During his tenure Christian Associates has developed several key initiatives with the goal of bringing churches together while providing practical help to local congregations.

A major development was a statement and pastoral guidelines on marriage and family life that encouraged congregations to require pre-marital counseling for any couple who wanted to be married. Both Duquesne University and Pittsburgh 2000, an association of evangelical churches that grew out of the 1993 Billy Graham crusade, were closely involved with that effort, allowing Christian Associates to build relationships with churches that are not ordinarily part of the ecumenical movement.

Christian Associates also worked with Carlow College to create the Ecumenical Institute on Racism, which provides resources to churches that want to address racial issues within their community and congregation. In partnership with the Allegheny Valley Association of Churches, which covers four counties east of Pittsburgh, Christian Associates developed a CD-ROM that pastors could use to find help for troubled parishioners.

"You put the CD-ROM in and, if a pastor has a family that is looking for housing in a particular area or for marriage counseling, you can immediately plug them into the resources that can help," Wingenbach said.

Christian Associates may be best known for CATV, a cable channel seen mostly in the immediate Pittsburgh area.
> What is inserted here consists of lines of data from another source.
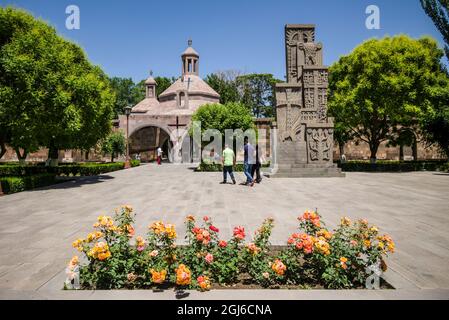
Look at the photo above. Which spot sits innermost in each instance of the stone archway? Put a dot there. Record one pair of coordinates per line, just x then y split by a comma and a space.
146, 139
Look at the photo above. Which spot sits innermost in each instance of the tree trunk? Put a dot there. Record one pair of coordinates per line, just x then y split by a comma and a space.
373, 147
53, 156
21, 156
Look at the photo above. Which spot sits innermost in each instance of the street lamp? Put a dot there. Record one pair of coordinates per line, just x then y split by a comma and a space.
127, 113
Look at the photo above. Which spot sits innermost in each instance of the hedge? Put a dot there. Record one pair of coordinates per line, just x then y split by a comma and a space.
18, 184
84, 169
391, 166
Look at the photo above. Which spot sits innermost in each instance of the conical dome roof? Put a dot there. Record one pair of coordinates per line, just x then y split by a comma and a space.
150, 80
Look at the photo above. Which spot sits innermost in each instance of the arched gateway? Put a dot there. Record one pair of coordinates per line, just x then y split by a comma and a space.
163, 121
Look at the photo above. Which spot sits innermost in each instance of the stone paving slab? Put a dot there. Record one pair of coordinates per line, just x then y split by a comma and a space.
38, 226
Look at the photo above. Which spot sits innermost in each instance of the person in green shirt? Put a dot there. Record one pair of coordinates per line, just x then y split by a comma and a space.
228, 162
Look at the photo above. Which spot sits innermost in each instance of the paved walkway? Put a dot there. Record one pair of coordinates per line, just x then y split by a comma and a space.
37, 227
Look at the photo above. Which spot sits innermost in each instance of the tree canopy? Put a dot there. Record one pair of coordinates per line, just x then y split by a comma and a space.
225, 84
257, 93
50, 95
387, 84
114, 144
438, 11
221, 117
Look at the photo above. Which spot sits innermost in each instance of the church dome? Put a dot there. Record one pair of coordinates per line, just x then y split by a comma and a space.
193, 84
190, 52
150, 80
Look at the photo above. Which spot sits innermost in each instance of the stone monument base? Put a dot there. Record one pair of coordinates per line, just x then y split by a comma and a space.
292, 163
304, 171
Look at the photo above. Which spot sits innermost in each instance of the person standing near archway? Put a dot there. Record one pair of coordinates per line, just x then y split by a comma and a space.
159, 155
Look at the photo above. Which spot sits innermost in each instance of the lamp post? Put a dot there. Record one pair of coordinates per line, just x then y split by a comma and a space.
127, 113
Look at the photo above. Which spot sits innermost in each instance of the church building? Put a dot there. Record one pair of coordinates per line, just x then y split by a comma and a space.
161, 121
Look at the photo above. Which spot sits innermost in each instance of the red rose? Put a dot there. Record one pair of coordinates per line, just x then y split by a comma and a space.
214, 229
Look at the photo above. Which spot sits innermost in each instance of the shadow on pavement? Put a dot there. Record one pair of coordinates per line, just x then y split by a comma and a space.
74, 182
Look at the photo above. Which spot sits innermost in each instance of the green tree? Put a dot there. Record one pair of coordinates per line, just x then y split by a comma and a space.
162, 84
436, 126
114, 144
232, 115
342, 135
50, 95
438, 11
257, 93
386, 84
225, 84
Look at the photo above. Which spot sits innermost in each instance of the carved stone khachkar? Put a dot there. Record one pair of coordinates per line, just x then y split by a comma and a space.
305, 133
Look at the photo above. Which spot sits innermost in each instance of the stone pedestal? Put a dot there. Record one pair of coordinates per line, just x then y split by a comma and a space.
304, 146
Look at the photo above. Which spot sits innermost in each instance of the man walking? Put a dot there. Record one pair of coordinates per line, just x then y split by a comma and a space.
159, 155
248, 162
228, 162
256, 167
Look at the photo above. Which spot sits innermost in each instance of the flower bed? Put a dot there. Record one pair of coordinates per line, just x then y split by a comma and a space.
349, 257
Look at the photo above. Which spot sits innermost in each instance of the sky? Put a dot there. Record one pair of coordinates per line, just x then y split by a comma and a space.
129, 38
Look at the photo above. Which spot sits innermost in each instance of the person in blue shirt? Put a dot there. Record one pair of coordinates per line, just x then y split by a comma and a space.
248, 161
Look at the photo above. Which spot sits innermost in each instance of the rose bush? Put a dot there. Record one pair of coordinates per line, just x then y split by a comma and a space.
114, 257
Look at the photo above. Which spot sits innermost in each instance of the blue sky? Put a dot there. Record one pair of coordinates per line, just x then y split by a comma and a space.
128, 38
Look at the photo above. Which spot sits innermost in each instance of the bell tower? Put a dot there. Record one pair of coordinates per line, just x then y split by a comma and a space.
150, 86
190, 60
Most of its programming consists of church services. Plans are under way to expand both the type of programming and the region of coverage, but first the studio at Carlow College underwent a $150,000 overhaul to bring its antiquated equipment and facilities up to date.

In August Wingenbach will return to the Church of the Annunciation in Missoula, Mont., a mission parish he helped to found. Services in English, Greek and various Slavic languages are held in a former Mormon ward building that has been retrofitted for Orthodox worship.

"I will be able in my pre-retirement period to repay the church by serving as a missionary priest here in America, where I think the need is at least as great as overseas," he said.